Blanching the cabbage shredded is the preferred method to prolong the shelf life of your product.

Blanching mitigates rotting. After blanching the food, drain it and then dry it prior to placing it into Ziploc bags and freezing.

This technique can preserve the cabbage throughout the year prior to the time.


A traditional method to extend the shelf life of food products is drying. The removal of moisture helps prevent the growth of mold and also slows down rotting via enzyme reactions.

A dehydrator can come in handy because it will do the job for you in only a couple of hours. Cut them or cut up cabbage, then place them on the tray.

Dehydration may take up to at least 12 hours. This leaves the pieces of food brittle.

Dry the pieces in airtight containers where neither air nor moisture will get inside.


Another method of storage that is effective for cabbage is to ferment it. While fermentation will prolong the shelf life of cabbage, it also improves the taste of cabbage.

Fermenting the cabbage is a straightforward process of soaking whole or chopped cabbage in brine (highly concentrated vinegar or salt solution). The brine provides a deep and salty flavor to cabbage.

The mixture is then placed in airtight or special fermenting containers and then covered with heavy objects over it to avoid contact with air or any impurities.

It is possible to ferment the cabbage by itself or add onions and peppers. This is an ancient tradition that is popular with Asians.

Fermentation typically takes between a few days and months, depending on the person’s preference.

Every food item that is fermented can be beneficial for giving probiotics. Probiotics feed our bodies with beneficial bacteria that ensure a healthy gut and digestive system.

Utilization of the Root Cellar

If you’re lucky enough to have a root cellar, the storage of foodstuffs and other garden produce can be an easy walk.

A root cellar is a partially or fully underground storage facility. These types of structures are prevalent in farms, homes, or in the homes of people living in the countryside.

A root cellar is an uncontrolled and cool temperature that is ideal for storing.

Another way to store foods is to create an insignificant hole about 2 feet deep within your backyard. After that, you arrange straws around the hole, add cabbages to it and cover the hole with straws.

This method is very well-known in regions that experience winter because it is usually used during the fall and winter.

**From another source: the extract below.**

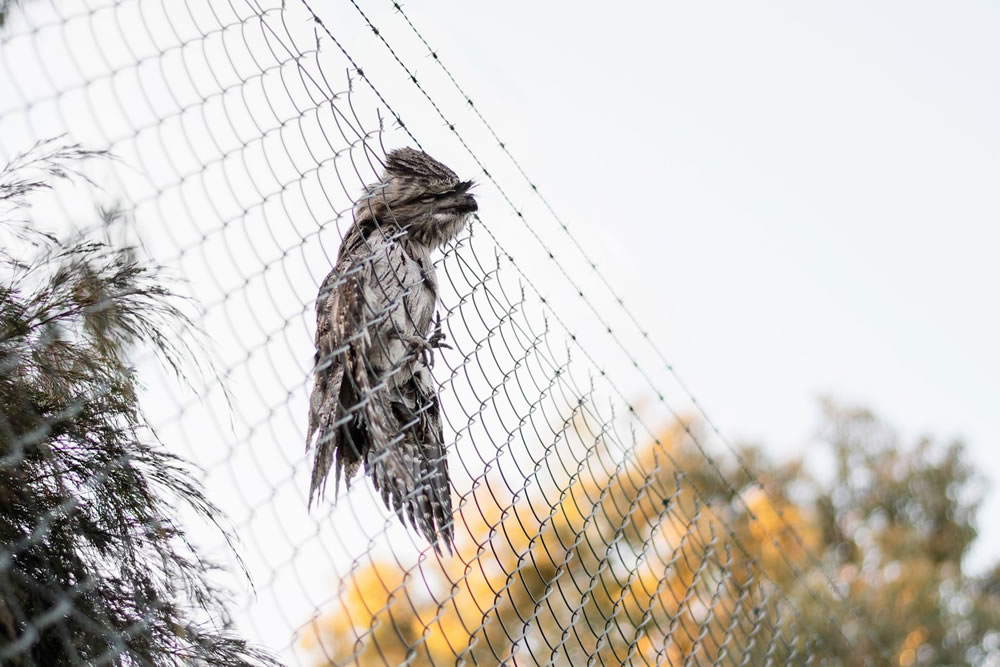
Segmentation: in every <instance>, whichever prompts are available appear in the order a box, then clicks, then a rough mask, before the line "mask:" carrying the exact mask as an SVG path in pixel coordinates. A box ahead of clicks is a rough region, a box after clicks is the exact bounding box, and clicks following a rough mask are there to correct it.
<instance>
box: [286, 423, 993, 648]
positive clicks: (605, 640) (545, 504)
mask: <svg viewBox="0 0 1000 667" xmlns="http://www.w3.org/2000/svg"><path fill="white" fill-rule="evenodd" d="M574 430H575V433H576V434H577V435H578V436H579V441H578V443H577V445H576V447H577V449H576V450H575V451H576V452H577V453H579V452H582V451H589V452H590V453H591V458H590V459H589V461H588V464H587V465H586V466H585V467H584V466H581V467H580V469H579V470H580V471H583V470H586V471H587V474H585V475H584V474H582V473H581V475H580V476H578V477H576V478H575V479H570V480H564V481H560V482H559V485H558V486H559V492H558V493H549V494H545V493H544V492H541V491H540V492H538V493H536V494H535V495H534V496H533V497H531V498H530V499H528V500H525V499H521V500H518V501H515V500H513V499H511V500H510V501H509V502H508V501H507V500H505V499H504V498H500V499H499V501H498V500H497V496H496V491H495V488H498V487H499V485H500V484H501V483H502V482H501V481H500V480H495V481H496V484H495V485H491V484H483V485H481V486H480V488H479V490H474V491H473V493H474V494H475V495H474V502H468V503H465V504H464V506H465V508H466V509H465V510H464V511H463V515H462V517H461V521H460V523H461V524H462V525H465V526H467V527H468V528H469V531H470V532H469V533H468V534H462V535H460V536H459V538H458V540H457V545H456V546H457V556H456V557H455V558H454V559H444V560H438V559H427V560H425V561H423V562H421V563H418V564H416V565H415V566H413V567H410V568H407V567H403V566H401V565H399V564H398V563H396V562H388V561H377V560H371V561H370V562H367V563H363V564H361V565H360V566H359V568H358V569H357V570H355V571H352V572H351V573H350V574H349V576H348V577H347V578H345V580H344V581H342V582H341V586H340V591H339V595H338V604H337V606H336V607H335V608H334V609H333V610H331V613H330V614H329V615H328V616H326V617H324V618H321V619H319V620H318V621H317V622H316V623H315V624H314V626H313V633H311V634H310V635H308V636H307V637H306V638H305V645H306V647H307V648H309V649H311V650H312V651H313V652H314V655H315V657H316V660H317V663H316V664H317V665H327V664H344V663H353V662H355V661H356V662H358V663H360V664H373V665H374V664H385V663H387V662H388V663H392V662H399V661H402V660H404V659H408V660H412V661H413V662H412V664H418V665H424V664H428V665H430V664H452V663H454V662H455V661H456V659H459V658H464V659H466V660H469V661H473V662H478V663H482V664H490V663H492V662H501V661H504V662H521V661H524V662H528V663H533V662H535V663H545V662H548V661H554V662H555V663H557V664H562V663H564V662H565V663H567V664H568V663H569V662H580V664H583V663H584V662H586V661H599V662H601V663H603V664H623V663H627V664H688V663H689V662H694V663H698V664H708V663H711V664H755V665H756V664H776V665H784V664H802V663H805V662H806V661H807V658H810V657H811V658H812V660H813V661H814V662H815V663H817V664H823V663H829V664H839V665H858V666H861V665H882V664H899V665H964V664H976V665H978V664H987V663H988V664H993V663H994V662H995V661H996V660H998V659H1000V631H998V630H997V628H1000V577H998V573H1000V566H998V567H996V568H994V569H993V571H992V572H990V573H988V574H987V575H985V576H973V575H970V574H969V572H968V571H967V570H966V569H965V563H964V561H965V556H966V555H967V553H968V550H969V548H970V546H971V545H972V544H973V543H974V540H975V537H976V532H975V528H974V523H973V520H974V517H975V512H976V508H977V507H978V504H979V499H980V493H981V491H982V484H981V480H980V479H979V478H978V477H977V476H976V475H975V473H974V471H973V469H972V468H971V466H970V465H969V463H968V462H967V460H966V457H965V454H964V452H963V449H962V447H961V446H960V445H959V444H954V443H952V444H941V443H937V442H934V441H931V440H922V441H920V442H918V443H916V444H914V445H912V446H911V445H908V444H905V443H901V442H900V441H899V438H898V436H897V435H896V433H895V432H894V431H893V430H892V429H891V428H890V427H889V426H887V425H886V424H885V423H884V422H882V421H880V420H879V419H877V418H876V417H875V416H873V415H872V414H870V413H869V412H867V411H864V410H847V409H843V408H838V407H836V406H834V405H832V404H828V405H826V406H825V411H824V418H823V422H822V430H821V436H822V437H821V440H822V449H824V450H825V452H826V453H827V454H829V455H830V457H831V459H832V460H834V461H835V462H836V465H835V466H832V467H831V470H830V472H829V474H828V475H826V476H824V477H822V478H817V477H814V476H812V475H810V474H809V472H808V470H809V468H808V466H806V465H805V463H804V462H803V461H801V460H797V459H796V460H791V461H787V462H784V463H781V464H776V463H774V462H772V461H770V460H768V459H767V457H766V456H764V455H763V453H762V451H761V449H760V448H749V447H746V448H742V450H741V451H740V458H741V459H742V460H743V461H744V462H747V463H748V464H749V465H750V466H751V467H752V469H753V470H754V471H756V475H755V476H754V477H753V478H751V477H749V476H748V475H747V474H746V470H745V469H744V467H743V466H741V465H739V464H738V463H737V462H736V461H735V458H734V457H724V458H723V459H722V461H720V462H715V463H710V462H709V461H708V460H707V459H706V458H705V456H704V455H703V453H702V452H701V451H700V450H699V448H698V447H697V445H696V444H695V443H694V440H693V439H692V438H691V434H692V433H694V434H697V433H698V431H699V429H698V427H697V424H693V425H684V424H679V425H674V426H672V427H670V428H668V429H665V430H664V431H663V432H662V433H661V434H659V436H658V438H657V439H656V440H655V441H653V440H650V441H647V442H645V443H640V444H639V445H638V447H637V448H636V449H635V450H634V451H632V452H631V453H630V454H629V455H627V456H625V457H624V458H622V457H620V456H611V455H610V451H608V449H607V447H606V443H605V442H604V441H603V438H602V436H601V435H600V434H599V430H598V429H595V428H594V427H593V426H588V425H587V424H584V423H577V424H576V428H575V429H574ZM562 455H563V456H562V458H561V459H560V460H563V461H565V460H571V458H570V456H571V455H570V454H569V452H567V451H563V452H562ZM577 455H578V454H577ZM601 470H604V471H613V472H610V473H602V472H600V471H601ZM491 487H492V488H491ZM529 500H530V502H529ZM477 513H481V515H480V516H477ZM525 654H527V655H525ZM991 661H993V662H991Z"/></svg>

Low temperatures can extend the shelf’s lifespan for several months.

How to Tell if a Cabbage is Past The Eat-By Date

It is easy to identify an old cabbage consumption by observing the following simple signs:

The Wilting Leaves

A cabbage that is shriveled and lacking moisture suggests a large extent of spoilage. The cabbage is bland and is best to throw away.

The Strong Aroma

A damaged cabbage emits the smell of a strong, pungent odor that makes it unpleasant.

Discoloration of Leaves Flesh, Leaves, and Edges

Be on the lookout for any parts that are turning dark. You can remove them and then use the remainder or throw away the entire cabbage if it is completely discolored.

A simple cabbage can be a diverse and nutritious vegetable that you can stock up on at your home. The numerous methods to store and use cabbage will help you avoid many trips to the market or the garden.

Norah Clark

Norah Clark

Norah Clark, the founder and editor of YummyTasteFood! She's a seasoned food writer and editor with over a decade of experience in the hospitality industry as a former pastry chef, sous chef, and barista. When not writing about food, she explores new recipes or travels the world for culinary inspiration.